The wondering peer, who had begun to resettle himself in the corner of his carriage, answered that they were.
“My lord, I see you are in a high state of fever; you were a little delirious just now when you snapped a pistol in your friend's face. Permit me to recommend you a prescription,—swallow off all these pills!”
“My God!” cried the traveller, startled into earnestness; “what do you mean?—twelve of those pills would kill a man!”
“Hear him!” said the robber, appealing to his comrades, who roared with laughter. “What, my lord, would you rebel against your doctor? Fie, fie! be persuaded.”

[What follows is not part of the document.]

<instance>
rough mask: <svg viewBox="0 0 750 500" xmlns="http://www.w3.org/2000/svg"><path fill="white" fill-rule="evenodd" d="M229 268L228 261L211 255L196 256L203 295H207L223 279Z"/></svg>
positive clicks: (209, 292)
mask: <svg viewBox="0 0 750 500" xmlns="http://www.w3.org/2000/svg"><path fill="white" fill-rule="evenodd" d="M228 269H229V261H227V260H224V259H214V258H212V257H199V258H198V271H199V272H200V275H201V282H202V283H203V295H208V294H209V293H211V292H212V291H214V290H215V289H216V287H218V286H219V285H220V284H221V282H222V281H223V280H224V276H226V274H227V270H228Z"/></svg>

And with a soothing gesture he stretched the pill-box towards the recoiling nose of the traveller. But though a man who could as well as any one make the best of a bad condition, the traveller was especially careful of his health; and so obstinate was he where that was concerned, that he would rather have submitted to the effectual operation of a bullet than incurred the chance operation of an extra pill. He therefore, with great indignation, as the box was still extended towards him, snatched it from the hand of the robber, and flinging it across the road, said with dignity,—
“Do your worst, rascals! But if you leave me alive, you shall repent the outrage you have offered to one of his Majesty's household!” Then, as if becoming sensible of the ridicule of affecting too much in his present situation, he added in an altered tone: “And now, for Heaven's sake, shut the door; and if you must kill somebody, there's my servant on the box,—he's paid for it.”